Neste caso, o analisando idealiza o analista. Seria como se o analista fosse o detentor de todo o conhecimento do mundo, seria a chave mágica para eliminar todos os problemas do analisando. Assim, o analisando tende a buscar demandas do analista na esperança de que realizando-as, encontre sua cura. O desafio do analista, neste caso, é manejar a evolução do analisando para não desenvolver uma dependência excessiva do analista.

  • Transferência Negativa

Aqui o analisando passa a ver na figura do analista os objetos que lhe fizeram mal. São projetados sentimentos de raiva e frustração, normalmente desencadeados devido a sentimentos reprimidos para poder conviver com pessoas de autoridade de sua família ou de seu ciclo social. Pode até mesmo desencadear reações hostis e violentas contra o analista.

  • Transferência Sexualizada

São desenvolvidos sentimentos romântico para com o analista. Que podem ser resultado de uma carência afetiva que acaba sendo preenchida pelas conversas durante a sessão psicanalítica.
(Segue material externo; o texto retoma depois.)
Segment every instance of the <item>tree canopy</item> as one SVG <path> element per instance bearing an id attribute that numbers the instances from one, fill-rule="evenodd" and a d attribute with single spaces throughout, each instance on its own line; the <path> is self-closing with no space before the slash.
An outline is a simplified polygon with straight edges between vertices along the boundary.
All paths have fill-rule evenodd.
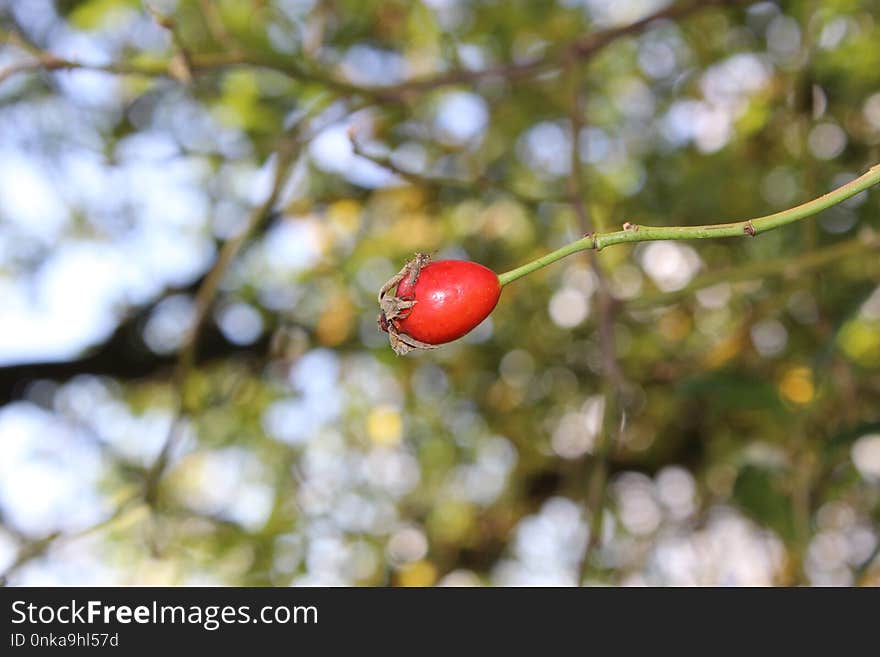
<path id="1" fill-rule="evenodd" d="M 877 0 L 0 1 L 0 578 L 880 583 Z"/>

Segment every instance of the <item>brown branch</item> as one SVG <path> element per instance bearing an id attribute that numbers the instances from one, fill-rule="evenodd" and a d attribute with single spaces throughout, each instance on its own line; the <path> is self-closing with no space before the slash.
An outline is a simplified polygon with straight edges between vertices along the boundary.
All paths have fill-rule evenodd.
<path id="1" fill-rule="evenodd" d="M 227 52 L 242 55 L 241 46 L 223 23 L 223 18 L 217 10 L 216 0 L 199 0 L 199 9 L 214 41 L 223 46 Z"/>
<path id="2" fill-rule="evenodd" d="M 162 19 L 168 23 L 170 19 Z M 170 23 L 173 25 L 173 23 Z M 174 34 L 175 32 L 172 32 Z M 28 41 L 20 32 L 7 32 L 0 30 L 0 36 L 23 50 L 30 53 L 31 60 L 17 62 L 0 70 L 0 84 L 18 74 L 33 73 L 37 71 L 93 71 L 107 73 L 109 75 L 133 75 L 148 78 L 168 78 L 186 82 L 187 74 L 195 76 L 200 73 L 208 73 L 237 66 L 253 66 L 265 68 L 301 82 L 320 84 L 332 91 L 345 96 L 361 96 L 382 102 L 396 102 L 399 99 L 394 94 L 386 93 L 382 88 L 361 87 L 340 80 L 334 76 L 320 72 L 306 70 L 304 67 L 287 57 L 260 55 L 256 53 L 244 53 L 239 49 L 231 49 L 220 53 L 189 53 L 185 48 L 180 50 L 182 43 L 179 37 L 175 37 L 175 43 L 180 50 L 171 59 L 154 62 L 131 64 L 126 62 L 111 62 L 109 64 L 93 64 L 78 60 L 60 57 L 54 53 L 43 50 L 33 42 Z M 181 74 L 181 56 L 185 57 L 186 74 Z"/>
<path id="3" fill-rule="evenodd" d="M 87 70 L 99 73 L 109 73 L 113 75 L 143 75 L 147 77 L 158 77 L 169 75 L 167 64 L 125 64 L 114 62 L 111 64 L 89 64 L 78 62 L 64 57 L 59 57 L 51 52 L 41 49 L 36 44 L 30 42 L 19 32 L 7 32 L 0 30 L 0 36 L 4 36 L 6 40 L 22 50 L 28 52 L 33 59 L 16 62 L 10 64 L 6 68 L 0 70 L 0 84 L 21 73 L 32 73 L 36 71 L 70 71 L 70 70 Z"/>
<path id="4" fill-rule="evenodd" d="M 349 112 L 356 112 L 360 109 L 363 109 L 363 105 L 354 105 L 349 108 Z M 263 203 L 251 212 L 245 228 L 223 245 L 214 266 L 207 273 L 196 292 L 195 316 L 178 354 L 177 367 L 174 372 L 174 386 L 177 392 L 175 417 L 159 455 L 149 468 L 144 484 L 144 499 L 151 507 L 157 501 L 159 481 L 168 466 L 172 451 L 183 435 L 187 416 L 192 410 L 187 406 L 186 382 L 195 365 L 198 355 L 199 337 L 208 313 L 213 307 L 220 283 L 242 247 L 272 215 L 275 205 L 281 196 L 284 184 L 290 175 L 290 170 L 296 161 L 296 156 L 302 145 L 308 142 L 312 136 L 308 131 L 308 127 L 309 120 L 303 118 L 290 129 L 281 147 L 276 151 L 275 177 L 268 196 Z"/>
<path id="5" fill-rule="evenodd" d="M 878 557 L 880 557 L 880 541 L 877 541 L 874 549 L 871 550 L 871 554 L 869 554 L 862 563 L 856 566 L 855 572 L 853 573 L 853 579 L 855 580 L 856 586 L 871 585 L 868 576 L 870 575 L 871 566 L 877 561 Z"/>
<path id="6" fill-rule="evenodd" d="M 409 171 L 407 169 L 404 169 L 403 167 L 398 166 L 390 157 L 379 155 L 377 153 L 370 153 L 369 151 L 365 150 L 363 144 L 358 141 L 356 133 L 352 130 L 349 130 L 348 138 L 351 141 L 351 149 L 355 155 L 357 155 L 358 157 L 362 157 L 365 160 L 369 160 L 373 164 L 388 170 L 389 172 L 416 187 L 423 187 L 428 189 L 459 189 L 464 192 L 469 192 L 475 196 L 481 196 L 489 191 L 494 190 L 504 194 L 509 194 L 524 205 L 532 207 L 540 203 L 562 203 L 565 201 L 565 199 L 562 198 L 536 198 L 534 196 L 529 196 L 528 194 L 523 194 L 522 192 L 510 189 L 509 187 L 505 187 L 500 183 L 490 180 L 485 176 L 479 176 L 470 180 L 443 176 L 425 176 L 420 173 L 415 173 L 414 171 Z"/>
<path id="7" fill-rule="evenodd" d="M 584 81 L 580 75 L 580 60 L 573 55 L 569 59 L 566 70 L 568 93 L 571 97 L 569 110 L 569 126 L 571 132 L 571 150 L 569 154 L 569 174 L 566 187 L 569 200 L 577 216 L 581 233 L 589 234 L 594 224 L 587 207 L 587 185 L 584 180 L 583 167 L 580 160 L 580 133 L 586 118 L 586 98 L 583 90 Z M 611 295 L 608 279 L 599 263 L 595 251 L 587 251 L 587 260 L 597 282 L 597 317 L 599 325 L 599 351 L 602 354 L 602 396 L 605 400 L 602 430 L 596 441 L 593 458 L 585 457 L 584 462 L 589 470 L 589 484 L 584 499 L 584 508 L 589 518 L 589 539 L 584 546 L 578 570 L 578 584 L 582 584 L 589 574 L 591 554 L 602 541 L 602 520 L 605 507 L 605 495 L 608 483 L 608 456 L 617 444 L 623 405 L 621 403 L 623 380 L 617 363 L 617 347 L 614 338 L 614 319 L 618 305 Z"/>
<path id="8" fill-rule="evenodd" d="M 159 481 L 168 465 L 171 452 L 180 441 L 186 417 L 190 412 L 190 409 L 187 408 L 186 382 L 196 362 L 199 336 L 208 313 L 213 307 L 220 282 L 242 247 L 248 242 L 253 233 L 269 218 L 275 208 L 284 184 L 287 181 L 290 169 L 295 162 L 295 156 L 301 147 L 304 123 L 305 121 L 302 121 L 294 126 L 281 148 L 277 151 L 275 177 L 268 196 L 251 212 L 245 228 L 223 245 L 214 266 L 205 276 L 205 279 L 202 281 L 202 284 L 196 293 L 195 316 L 180 349 L 177 367 L 174 373 L 174 384 L 177 389 L 178 404 L 175 418 L 172 421 L 168 437 L 166 438 L 159 455 L 150 466 L 144 485 L 144 498 L 150 506 L 153 506 L 156 502 Z"/>
<path id="9" fill-rule="evenodd" d="M 406 103 L 413 93 L 432 91 L 444 86 L 473 84 L 491 78 L 518 80 L 534 77 L 541 73 L 565 67 L 572 59 L 588 59 L 623 37 L 634 36 L 644 32 L 657 21 L 680 20 L 703 9 L 733 6 L 743 4 L 744 2 L 746 0 L 689 0 L 687 2 L 680 2 L 627 25 L 586 34 L 543 57 L 528 62 L 501 64 L 475 71 L 457 70 L 439 75 L 413 78 L 390 85 L 360 86 L 332 75 L 308 70 L 301 63 L 296 62 L 290 57 L 244 53 L 237 48 L 222 53 L 193 53 L 189 56 L 188 63 L 193 73 L 233 66 L 267 68 L 303 82 L 321 84 L 328 89 L 348 96 L 358 95 L 381 102 Z M 60 58 L 40 49 L 37 49 L 37 52 L 32 51 L 32 54 L 36 56 L 34 61 L 13 64 L 0 71 L 0 83 L 13 75 L 40 69 L 48 71 L 84 69 L 118 75 L 178 77 L 174 74 L 174 60 L 158 64 L 131 65 L 114 62 L 99 65 Z"/>
<path id="10" fill-rule="evenodd" d="M 381 89 L 389 94 L 406 95 L 410 92 L 431 91 L 438 87 L 449 85 L 472 84 L 490 78 L 517 80 L 533 77 L 565 67 L 572 59 L 588 59 L 618 39 L 644 32 L 657 21 L 680 20 L 704 9 L 743 4 L 746 1 L 748 0 L 689 0 L 687 2 L 679 2 L 627 25 L 586 34 L 559 49 L 551 51 L 547 55 L 531 61 L 519 64 L 500 64 L 475 71 L 452 71 L 440 75 L 414 78 L 377 89 Z"/>
<path id="11" fill-rule="evenodd" d="M 135 508 L 140 499 L 140 496 L 137 494 L 130 495 L 113 510 L 113 513 L 106 518 L 99 520 L 94 525 L 89 525 L 88 527 L 66 534 L 58 531 L 49 532 L 40 538 L 27 540 L 23 546 L 19 547 L 15 560 L 13 560 L 13 562 L 9 564 L 2 573 L 0 573 L 0 586 L 8 585 L 9 578 L 15 572 L 28 562 L 38 559 L 46 554 L 50 548 L 53 548 L 56 545 L 69 543 L 79 538 L 85 538 L 86 536 L 109 527 L 123 515 Z"/>
<path id="12" fill-rule="evenodd" d="M 158 10 L 154 9 L 149 4 L 146 5 L 146 7 L 147 11 L 153 17 L 153 20 L 155 20 L 160 27 L 168 30 L 168 33 L 171 35 L 171 42 L 174 44 L 174 48 L 177 51 L 177 54 L 168 63 L 168 72 L 171 74 L 171 77 L 179 82 L 192 82 L 192 55 L 183 40 L 183 36 L 180 34 L 180 30 L 177 29 L 177 21 L 169 16 L 160 14 Z"/>
<path id="13" fill-rule="evenodd" d="M 144 323 L 165 298 L 167 295 L 161 295 L 153 303 L 133 312 L 109 338 L 79 358 L 0 367 L 0 406 L 25 397 L 34 381 L 63 383 L 83 373 L 122 381 L 165 378 L 172 372 L 175 359 L 153 353 L 144 345 L 142 337 Z M 202 333 L 199 362 L 231 357 L 247 359 L 261 353 L 267 345 L 268 339 L 246 346 L 233 344 L 218 329 L 210 327 Z"/>
<path id="14" fill-rule="evenodd" d="M 691 14 L 703 11 L 704 9 L 734 6 L 745 4 L 750 1 L 751 0 L 689 0 L 687 2 L 678 2 L 627 25 L 586 34 L 566 46 L 565 57 L 575 56 L 581 59 L 590 57 L 622 37 L 633 36 L 644 32 L 647 28 L 651 27 L 653 23 L 658 21 L 677 21 L 686 18 Z"/>

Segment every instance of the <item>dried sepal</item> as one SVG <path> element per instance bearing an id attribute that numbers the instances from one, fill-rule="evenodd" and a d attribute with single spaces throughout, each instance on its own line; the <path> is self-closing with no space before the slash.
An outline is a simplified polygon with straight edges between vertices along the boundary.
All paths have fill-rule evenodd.
<path id="1" fill-rule="evenodd" d="M 388 331 L 388 341 L 391 343 L 391 349 L 398 356 L 408 354 L 414 349 L 436 349 L 438 345 L 421 342 L 406 333 L 400 333 L 396 328 L 392 327 Z"/>
<path id="2" fill-rule="evenodd" d="M 431 256 L 425 253 L 416 253 L 415 256 L 407 262 L 403 268 L 392 276 L 379 290 L 379 316 L 376 322 L 379 328 L 388 333 L 388 341 L 391 343 L 391 349 L 398 356 L 403 356 L 414 349 L 436 349 L 437 345 L 421 342 L 415 338 L 402 333 L 397 324 L 397 320 L 405 319 L 409 316 L 413 306 L 418 303 L 413 298 L 398 297 L 396 289 L 398 284 L 409 278 L 409 285 L 412 287 L 419 280 L 419 272 L 428 262 Z M 394 294 L 391 291 L 395 290 Z"/>

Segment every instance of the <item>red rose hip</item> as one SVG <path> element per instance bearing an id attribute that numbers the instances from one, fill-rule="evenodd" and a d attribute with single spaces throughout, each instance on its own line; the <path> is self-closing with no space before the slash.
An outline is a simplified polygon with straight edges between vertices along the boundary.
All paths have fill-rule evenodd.
<path id="1" fill-rule="evenodd" d="M 397 296 L 416 301 L 398 320 L 400 330 L 421 342 L 443 344 L 489 316 L 501 296 L 501 285 L 494 271 L 476 262 L 437 260 L 422 267 L 415 285 L 404 278 Z"/>
<path id="2" fill-rule="evenodd" d="M 386 295 L 396 286 L 394 296 Z M 433 349 L 473 330 L 498 303 L 501 283 L 491 269 L 467 260 L 431 262 L 423 254 L 379 293 L 379 328 L 397 354 Z"/>

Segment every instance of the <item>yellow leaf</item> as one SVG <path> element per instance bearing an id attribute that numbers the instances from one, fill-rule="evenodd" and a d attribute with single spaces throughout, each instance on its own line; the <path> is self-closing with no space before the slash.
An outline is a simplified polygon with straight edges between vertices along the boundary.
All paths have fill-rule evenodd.
<path id="1" fill-rule="evenodd" d="M 361 204 L 354 199 L 336 201 L 327 209 L 327 219 L 334 232 L 353 235 L 361 226 Z"/>
<path id="2" fill-rule="evenodd" d="M 414 561 L 397 573 L 400 586 L 431 586 L 436 581 L 437 567 L 430 561 Z"/>
<path id="3" fill-rule="evenodd" d="M 428 516 L 431 536 L 443 543 L 462 543 L 473 526 L 474 509 L 465 502 L 444 500 Z"/>
<path id="4" fill-rule="evenodd" d="M 691 332 L 691 318 L 680 310 L 671 310 L 660 318 L 660 334 L 670 342 L 678 342 Z"/>
<path id="5" fill-rule="evenodd" d="M 132 0 L 91 0 L 83 2 L 70 12 L 67 20 L 82 30 L 94 30 L 102 25 L 112 25 L 127 12 L 136 9 Z"/>
<path id="6" fill-rule="evenodd" d="M 367 433 L 377 445 L 397 445 L 403 435 L 403 418 L 400 412 L 387 404 L 377 406 L 367 417 Z"/>
<path id="7" fill-rule="evenodd" d="M 809 404 L 813 401 L 815 387 L 813 372 L 808 367 L 792 367 L 788 369 L 779 382 L 779 392 L 795 404 Z"/>
<path id="8" fill-rule="evenodd" d="M 876 324 L 861 319 L 844 324 L 838 336 L 843 352 L 859 365 L 880 365 L 880 330 Z"/>
<path id="9" fill-rule="evenodd" d="M 315 337 L 328 347 L 342 344 L 348 338 L 354 323 L 354 308 L 347 295 L 338 294 L 330 298 L 327 308 L 318 318 Z"/>

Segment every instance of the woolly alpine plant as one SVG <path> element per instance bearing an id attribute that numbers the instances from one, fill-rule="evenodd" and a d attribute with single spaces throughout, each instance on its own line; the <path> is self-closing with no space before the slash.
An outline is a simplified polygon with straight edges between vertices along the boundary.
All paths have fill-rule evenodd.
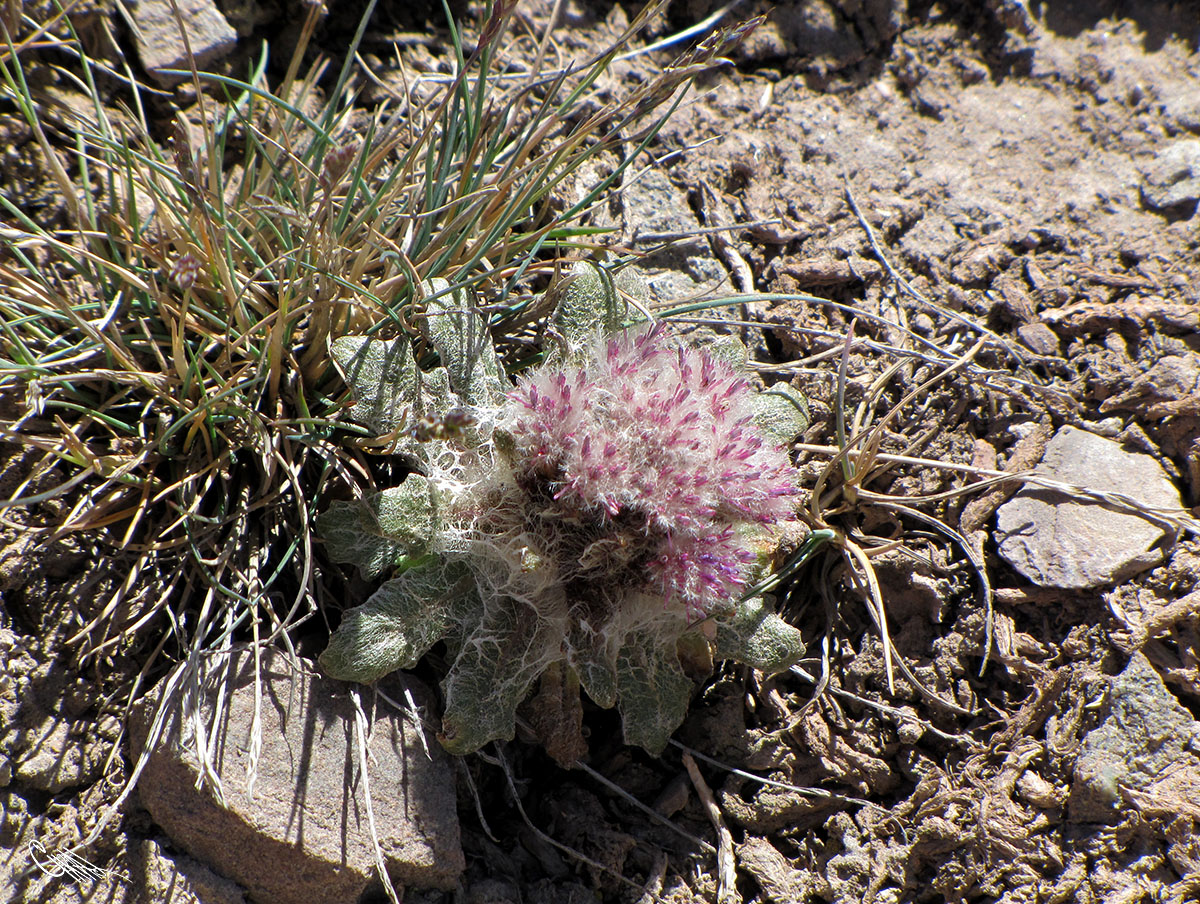
<path id="1" fill-rule="evenodd" d="M 515 388 L 463 299 L 430 309 L 432 371 L 403 340 L 334 344 L 352 415 L 401 437 L 415 471 L 319 523 L 334 558 L 400 571 L 345 613 L 321 663 L 369 682 L 445 641 L 439 738 L 452 752 L 511 738 L 523 718 L 575 762 L 581 689 L 619 709 L 627 742 L 658 751 L 686 714 L 689 673 L 714 658 L 776 671 L 804 652 L 763 598 L 743 598 L 793 518 L 782 444 L 803 427 L 802 398 L 752 390 L 740 345 L 620 330 L 598 273 L 577 268 L 556 323 L 599 305 L 590 322 L 608 329 L 567 330 L 567 351 Z M 439 405 L 469 426 L 430 430 Z"/>
<path id="2" fill-rule="evenodd" d="M 512 477 L 487 528 L 536 538 L 569 605 L 660 597 L 689 622 L 727 611 L 757 561 L 743 523 L 792 517 L 787 456 L 753 425 L 751 390 L 662 325 L 600 339 L 510 395 Z M 581 617 L 583 617 L 581 615 Z"/>

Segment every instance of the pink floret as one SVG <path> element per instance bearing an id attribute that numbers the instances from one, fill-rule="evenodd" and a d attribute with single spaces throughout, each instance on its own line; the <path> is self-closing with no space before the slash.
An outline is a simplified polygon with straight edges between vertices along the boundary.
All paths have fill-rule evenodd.
<path id="1" fill-rule="evenodd" d="M 545 486 L 558 520 L 633 525 L 654 545 L 647 589 L 701 618 L 736 598 L 754 560 L 736 525 L 793 517 L 796 472 L 754 427 L 752 393 L 661 325 L 601 340 L 512 393 L 518 478 Z"/>

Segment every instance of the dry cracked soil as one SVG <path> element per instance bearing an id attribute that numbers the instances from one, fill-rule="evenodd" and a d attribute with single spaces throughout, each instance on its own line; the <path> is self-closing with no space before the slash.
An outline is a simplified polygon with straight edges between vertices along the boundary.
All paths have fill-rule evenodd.
<path id="1" fill-rule="evenodd" d="M 344 49 L 350 6 L 320 47 Z M 639 40 L 718 6 L 672 3 Z M 255 42 L 291 39 L 283 0 L 218 7 L 239 35 L 231 71 Z M 631 15 L 529 0 L 523 27 L 540 37 L 552 10 L 567 60 Z M 802 668 L 719 670 L 697 690 L 677 738 L 699 780 L 683 748 L 626 749 L 600 711 L 591 773 L 520 740 L 505 750 L 511 784 L 494 758 L 467 758 L 457 890 L 404 900 L 1200 901 L 1200 6 L 796 0 L 728 16 L 758 14 L 593 223 L 644 255 L 660 298 L 790 296 L 729 317 L 752 325 L 772 379 L 809 396 L 797 455 L 814 481 L 844 369 L 845 410 L 881 425 L 879 450 L 898 457 L 829 517 L 870 549 L 911 679 L 889 675 L 844 560 L 818 557 L 784 600 L 810 639 Z M 361 103 L 388 90 L 398 58 L 446 66 L 440 15 L 380 4 Z M 619 62 L 598 97 L 673 53 Z M 0 136 L 3 191 L 55 222 L 62 199 L 7 102 Z M 2 402 L 10 420 L 24 404 Z M 1081 436 L 1092 445 L 1070 445 Z M 31 453 L 3 450 L 8 498 Z M 1039 463 L 1108 495 L 954 492 Z M 1155 481 L 1154 504 L 1173 511 L 1143 537 L 1123 500 L 1148 503 Z M 1014 494 L 1041 508 L 1006 516 Z M 1105 514 L 1132 521 L 1102 530 Z M 136 797 L 86 853 L 96 874 L 29 869 L 88 833 L 132 761 L 112 676 L 78 671 L 65 646 L 120 563 L 83 538 L 34 544 L 22 517 L 0 529 L 0 898 L 244 900 Z M 163 879 L 162 863 L 190 878 Z"/>

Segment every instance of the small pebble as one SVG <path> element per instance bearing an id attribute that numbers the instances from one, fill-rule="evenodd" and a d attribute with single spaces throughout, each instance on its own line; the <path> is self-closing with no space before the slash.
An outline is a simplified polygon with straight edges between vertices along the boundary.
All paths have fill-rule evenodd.
<path id="1" fill-rule="evenodd" d="M 1176 141 L 1155 156 L 1143 176 L 1142 197 L 1150 207 L 1200 200 L 1200 140 Z"/>
<path id="2" fill-rule="evenodd" d="M 1043 358 L 1059 354 L 1058 336 L 1044 323 L 1025 323 L 1017 327 L 1017 338 L 1035 355 Z"/>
O manejo destes sentimentos é importante, mais uma vez, para que o analisando possa desenvolver sua vida afetiva fora das sessões psicanalíticas.

E ainda existem várias outras modalidades. O Analista pode ser visto como uma figura parental, pode ser visto como uma figura que vai validar ou não a autoimagem do analisando, etc. No entanto, em todos os casos, como foi definido no início, serão momentos em que a pessoa esquece que está sendo analisada e passa a falar livremente. É a tal da Transferência acontecendo.

Estes momentos são os mais importante da análise pois são neles que as questões centrais aparecem e que também permitem que todos estes sentimentos sejam percebidos e manejados em um ambiente seguro.

Muitos até podem imaginar que isso é parecido com uma conversa entre amigos. Realmente, em um conversa de bar, ou em uma reunião de queijos e vinhos, podem haver muitos momentos de transferência. Mas, na maioria das vezes, esta transferência, ao contrário do que acontece numa sessão de psicanálise, é interrompida. Naquele momento que a pessoa começa a contar algo angustiante e começa a chorar, e que o(a)s amigo(a)s vão acolher (ou tirar sarro) para que a pessoa se recupere rápido, é uma interrupção. É um momento sensível que, em uma sessão psicanalítica, seria potencializado ao invés de interrompido. A ideia é que, em uma sessão psicanalítica, por mais angustiante que seja, a pessoa precisa sentir a totalidade de seus sentimentos, identificando e lidando com o que a incomoda, para que possa falar e elaborar o que está vivendo; ao invés de simplesmente receber o afago e deixar suas queixas de lado.

Então, isso é a Transferência, ela aparece quando o analista se coloca numa posição em que o analisando possa retirar todos os seus filtros e falar livremente para que o inconsciente possa se expressar.